Rethinking the Role of Demonstrations: What Makes In-Context Learning Work?¶
ArXiv: 2202.12837
🎯 Pitch¶
This paper challenges conventional wisdom by empirically demonstrating that ground-truth input-label pairs in in-context learning prompts are largely unnecessary for strong performance in large language models—randomly assigned labels in demonstrations result in only marginal accuracy loss. The authors show that the real drivers of ICL gains are simply exposing the model to the label space, input distribution, and the input–label pair format, which means LMs mainly tap into pretrained knowledge rather than learning new tasks at test time. This reframing not only demystifies ICL, but also has profound implications for how we design, prompt, and trust language models in practical and scientific settings.
1. Executive Summary (2-3 sentences)¶
This paper empirically dissects what, exactly, demonstrations in in-context learning (ICL) contribute to large language model performance. Across 12 models and 26 tasks, it finds that using ground-truth labels in the demonstrations is surprisingly unnecessary—randomly replacing those labels barely hurts accuracy—while the main gains come from three simpler properties of the prompt: seeing examples of the input distribution, seeing the label space, and following the input–label pair format (Sections 4–5; Figures 1, 3, 8–10). This reframes ICL as mostly leveraging pretrained priors that are “triggered” by the prompt structure, not learning a new input–label mapping at test time.
2. Context and Motivation¶
- The problem addressed
- In-context learning lets a language model solve a new task by conditioning on a few “demonstrations” (input–label pairs) without gradient updates (Figure 2; Section 1). What remains unclear is which parts of those demonstrations matter. Do models actually learn the mapping from inputs to labels shown in the prompt, or are other factors driving performance?
- Why this matters
- Practically: ICL is widely used when fine-tuning is costly or unavailable for very large models. Knowing what aspects of a prompt drive performance determines how to design effective prompts cheaply and safely.

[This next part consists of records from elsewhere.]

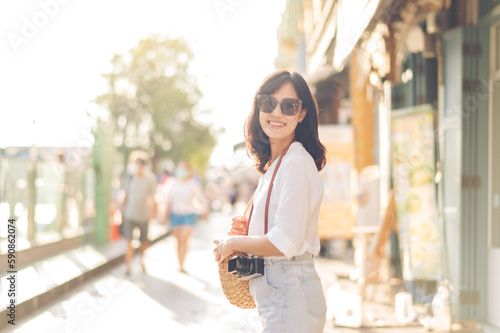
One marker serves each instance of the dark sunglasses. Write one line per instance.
(289, 106)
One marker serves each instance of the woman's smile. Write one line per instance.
(276, 124)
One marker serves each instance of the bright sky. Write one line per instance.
(52, 53)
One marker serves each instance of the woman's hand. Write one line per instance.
(222, 249)
(239, 226)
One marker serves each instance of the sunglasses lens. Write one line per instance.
(290, 107)
(267, 103)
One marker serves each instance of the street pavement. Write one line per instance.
(164, 299)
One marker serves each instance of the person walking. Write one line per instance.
(185, 200)
(282, 137)
(139, 207)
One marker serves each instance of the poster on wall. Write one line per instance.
(413, 171)
(336, 214)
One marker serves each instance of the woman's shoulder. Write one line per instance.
(298, 157)
(297, 153)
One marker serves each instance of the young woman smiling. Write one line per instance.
(282, 136)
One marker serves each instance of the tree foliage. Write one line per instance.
(152, 98)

- Theoretically: Understanding whether models “learn” new tasks at inference or just retrieve and calibrate pretrained knowledge affects how we evaluate and improve LMs (Section 6).

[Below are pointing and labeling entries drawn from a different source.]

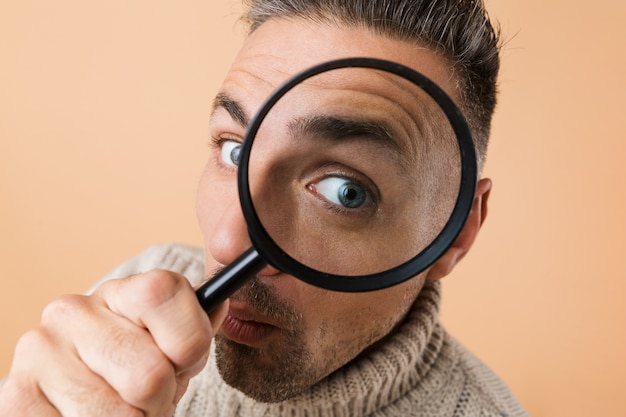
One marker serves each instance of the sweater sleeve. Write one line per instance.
(183, 259)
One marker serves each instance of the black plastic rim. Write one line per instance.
(275, 256)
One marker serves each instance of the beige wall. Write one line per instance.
(103, 115)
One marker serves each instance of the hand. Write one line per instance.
(127, 350)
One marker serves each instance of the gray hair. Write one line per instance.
(459, 30)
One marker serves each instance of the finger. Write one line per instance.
(123, 355)
(166, 305)
(64, 381)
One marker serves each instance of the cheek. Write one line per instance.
(342, 325)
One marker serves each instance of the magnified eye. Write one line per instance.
(343, 192)
(231, 152)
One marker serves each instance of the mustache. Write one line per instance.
(265, 299)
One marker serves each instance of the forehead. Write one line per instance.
(281, 48)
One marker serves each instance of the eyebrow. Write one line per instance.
(234, 109)
(332, 128)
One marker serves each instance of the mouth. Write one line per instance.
(245, 326)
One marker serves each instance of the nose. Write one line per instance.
(230, 238)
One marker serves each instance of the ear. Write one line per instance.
(444, 265)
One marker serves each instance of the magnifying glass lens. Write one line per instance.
(354, 171)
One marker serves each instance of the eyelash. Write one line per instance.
(216, 144)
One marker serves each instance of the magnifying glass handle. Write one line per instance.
(215, 291)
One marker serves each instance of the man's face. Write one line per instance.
(283, 335)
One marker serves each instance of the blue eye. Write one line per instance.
(343, 192)
(231, 152)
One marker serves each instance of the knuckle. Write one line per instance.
(31, 344)
(153, 381)
(159, 286)
(63, 309)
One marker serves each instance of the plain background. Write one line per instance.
(103, 130)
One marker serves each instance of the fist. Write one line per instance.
(129, 349)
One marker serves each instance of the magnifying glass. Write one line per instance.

- Prior approaches and gaps
- Many works have optimized prompts (ordering, templates), selected better examples, or trained instruction-following models and meta-ICL models (Section 2). But there has been little empirical decomposition of which demonstration components (correct labels, label set, input distribution, format) are necessary for ICL gains.
- Related analyses suggest ICL can be cast as Bayesian inference (Xie et al., 2022) and that performance correlates with pretraining term frequency (Razeghi et al., 2022), but they don’t directly test the contribution of each demonstration component in real tasks.
- Positioning
- This paper isolates four aspects of demonstrations (input–label mapping, input distribution, label space, and format; Figure 7) and systematically tests their impact via controlled ablations (Sections 4–5). The central, counterintuitive finding is that correct input–label pairings matter far less than assumed (Sections 4.1–4.2; Figures 1, 3–6).
3. Technical Approach¶
The paper is empirical. It defines variants of demonstrations to isolate each component, then measures performance across many models and tasks.
- Core setup
- Models: 12 decoder-only LMs, including
GPT-2 Large (774M),MetaICL (774M),GPT-J (6B),fairseq 6.7B,fairseq 13B, andGPT-3 (Davinci, ~175B)(Table 1). Each is evaluated with two inference options:Direct method: choose the labelythat maximizes the conditional probabilityP(y | x, context).Channel method: score labels by how well they explain the input, approximated by “flipping” input and label in the prompt and selectingythat maximizes something proportional toP(x | y, context)(Section 3; see Min et al., 2021a).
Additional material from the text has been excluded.